1 障害のある人とともに社会に向かって叫びましょう
  日本では長い間、障害のある人の人権が侵害されてきました。しかし二十数年前から、障害のある人たちが積極的に立ち上がって、自分たちの権利を自ら主張し始めました。さまざまな障害のある人々の団体が、自分たちの権利を守るために平等な教育、労働、居住環境、交通手段などを求めて闘い始めました。神の義を求めるわたしたちも、この人たちの叫びに合わせて声を上げましょう。そうすることによって、社会の変革を促す声は大きくなります。この点でとくに、カトリック障害者連絡協議会の皆さんの活動に大きな期待が寄せられています。

2 教育の場での配慮を大切にしましょう
  障害のある人が十人に一人はいる現代社会において、障害のないこどもだけを集めて教育すれば、人間観がゆがんでしまうという認識をしっかりと持つ必要があります。障害のあるこどもとないこどもが、小さいときから親しく交わって育つことは、障害のない大人が障害のある人に対して持っているまちがった考えを正し、差別をなくすために役立つことでしょう。統合教育の体験は、どんな説教よりも、神の愛や隣人愛を伝えるために効果のあることだと思われます。
  点字での入学試験、教材の整備や建築上の障壁のない環境、教職員の協力態勢が用意されれば、障害のあるこどももともに学ぶことができます。生活の全分野における統合された環境の提供は、社会正義達成の第一歩でもあります。カトリックの幼稚園、小学校、中学校、高等学校、大学は、統合教育のよいモデルとなるべきです。

3 障害のある人の雇用を促進しましょう
  国連は、障害のある人が社会の一員であるためには「機会の平等化」が必要であると訴えてきています。それを阻んでいるのは、環境の整備を怠っているわたしたちの社会です。平等な機会を保障していない社会は、障害のある人を差別しています。障害のある人を慈善の対象にしてしまうことも差別です。画一化を求め効率を重視する今日の日本の社会は、障害のある人を排除しようともしています。物理的、精神的な障壁が、障害のある人の雇用の機会を狭めています。
  障害のある人の多くは、年金に頼るのではなく、収入を得て税金を払う経済的にも自立した暮らしを望んでいます。しかし、働く場がありません。カトリックの事業体、そしてキリスト者が経営に携わるところでは、障害のある人を率先して雇ってくださるようにお願いいたします。

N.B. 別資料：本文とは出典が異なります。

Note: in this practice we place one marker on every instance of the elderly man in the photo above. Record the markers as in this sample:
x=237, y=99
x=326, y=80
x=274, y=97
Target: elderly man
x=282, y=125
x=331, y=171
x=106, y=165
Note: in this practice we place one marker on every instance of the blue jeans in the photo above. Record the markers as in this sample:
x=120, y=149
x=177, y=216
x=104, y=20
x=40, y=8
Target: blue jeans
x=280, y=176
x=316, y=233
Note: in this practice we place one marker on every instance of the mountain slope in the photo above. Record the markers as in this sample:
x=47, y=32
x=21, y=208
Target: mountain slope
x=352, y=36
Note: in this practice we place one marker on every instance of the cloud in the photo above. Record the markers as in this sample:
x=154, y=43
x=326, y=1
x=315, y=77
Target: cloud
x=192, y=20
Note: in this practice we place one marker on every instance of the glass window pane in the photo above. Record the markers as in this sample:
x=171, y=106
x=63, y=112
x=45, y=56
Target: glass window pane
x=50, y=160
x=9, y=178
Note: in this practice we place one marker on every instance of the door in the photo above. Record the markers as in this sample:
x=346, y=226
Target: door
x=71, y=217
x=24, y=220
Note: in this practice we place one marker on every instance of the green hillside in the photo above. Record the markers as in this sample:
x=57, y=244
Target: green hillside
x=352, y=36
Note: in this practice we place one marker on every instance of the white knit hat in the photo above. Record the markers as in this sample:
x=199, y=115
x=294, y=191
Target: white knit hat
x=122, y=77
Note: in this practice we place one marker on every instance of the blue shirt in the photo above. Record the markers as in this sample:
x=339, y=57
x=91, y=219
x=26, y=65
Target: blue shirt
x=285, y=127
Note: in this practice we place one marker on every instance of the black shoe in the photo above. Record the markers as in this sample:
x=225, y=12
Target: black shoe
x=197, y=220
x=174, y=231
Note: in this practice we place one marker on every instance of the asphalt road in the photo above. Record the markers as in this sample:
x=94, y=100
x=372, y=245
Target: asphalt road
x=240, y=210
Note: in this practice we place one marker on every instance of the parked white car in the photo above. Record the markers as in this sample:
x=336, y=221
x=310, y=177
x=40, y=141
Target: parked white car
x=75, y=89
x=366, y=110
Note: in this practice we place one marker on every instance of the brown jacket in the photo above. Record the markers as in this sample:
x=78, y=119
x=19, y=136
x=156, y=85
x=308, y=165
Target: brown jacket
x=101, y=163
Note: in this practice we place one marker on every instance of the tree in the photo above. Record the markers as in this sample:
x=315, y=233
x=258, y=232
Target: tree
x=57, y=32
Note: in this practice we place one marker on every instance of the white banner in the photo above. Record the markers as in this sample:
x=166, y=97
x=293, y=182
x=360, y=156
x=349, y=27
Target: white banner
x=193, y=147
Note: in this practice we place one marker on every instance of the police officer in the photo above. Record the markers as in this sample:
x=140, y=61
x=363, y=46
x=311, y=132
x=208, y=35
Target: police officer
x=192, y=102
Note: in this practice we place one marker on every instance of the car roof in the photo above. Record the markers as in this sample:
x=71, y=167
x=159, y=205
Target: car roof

4 障害のある人が尊重される共同体づくりを進めましょう
  さまざまな障害のある人々の暮らしに誠実に深くかかわっていくことが、今求められています。障害を負ったり、年を取ったりしたために一人で生活できなくなった人に対して、福祉施設に入ることを安易に勧めないでください。いろいろな人とつきあいながら長年暮らしてきた地域社会と別れるのは、本人にとって大変つらいことです。生活が管理される施設の中では、人間としての尊厳が否定されることにもなりかねません。現在、施設に入所している人に対しては、人間としての尊厳と権利が認められた生活を送ることができるようになるために、規則の検討、居住環境の整備、居住者の自治会の育成など、改善すべきことがいろいろあるはずです。対等な人間として障害のある人に接する態度も、ぜひ徹底していただきたいものです。
  数年前から、知的な障害のある人たちが施設を出て、地域で、数人のグループホームを作り始めています。教会の運営する施設も、グループホーム作り、自立生活の勧めと援助、緊急一時保護の受け入れなどの試みを通して、開放された真の共同体となることを願っています。

四 障害のある兄弟姉妹の皆さんへ

1 皆さんの声を聞かせてください
  教会は今、障害のある人をはじめとする、社会的に弱い立場に置かれている人を中心にした愛の共同体の確立が、教会共同体にとっても、社会にとっても、重要なことであるという自覚を新たにしています。
  なぜ障害のある人に働く機会がなく、日常生活で不便が多く、基本的人権が守られていないのでしょうか。これらの原因を的確に指摘できるのは、障害のある皆さん自身です。どうか、皆さんが日々背負い、感じておられることを、声を大にして叫んでください。それは荒れ野に叫ぶ者の声のように、ある人にはつまずきとなり、またある人には無視されるかもしれません。しかし、皆さんの声は善意ある人の心を揺さぶり、愛による共同体への歩みに招くものともなります。
  今、あらためて、さまざまな障害のある皆さんにお願いいたします。皆さんの存在、その経験と知恵を、行き詰まっている現代社会を愛に満ちた共同体に変革するための原動力として提供してください。

2 障害を信仰の光の中で受け取ってください
  わたしたちには、障害のある人が抱えているさまざまな問題を十分に理解することはできないでしょうし、さまざまな苦しみを和らげる力もありません。それができるかたは唯一、神だけです。
  もっとも恵みに満ちたかたである聖母でさえ、十字架につけられたわが子を目の前に見るという大きな試練を経験されています。マリアはそれを、「おことばどおり、この身に成りますように」(ルカ1・38)という信仰の力で受け取られました。さまざまな形で苦しみを背負わなければならないわたしたちにとって、根源的な光と力になるものは信仰であるということを、最後にここで強調したいと思います。

終わりに
  日本カトリック司教団は、一九八〇年十二月八日に、国連の「国際障害者年」を迎えるにあたってアピールを出しました。その中で、障害のない人中心の社会は正常ではないという国連の考えに賛成し、これを強調しました。
  今回、わたしたちは、障害のある人を中心にした視点に立って、人間の生きる意味をあらためて考え、教会や社会のあり方をよりよいものにすることを願って、この文書をまとめました。さまざまな障害のある人々とともに、さまざまな障害のある人々に真剣にそして誠実にかかわろうとする努力が、日本の社会の善意あるすべての人の良心にこだましていくならば、これに勝る喜びはありません。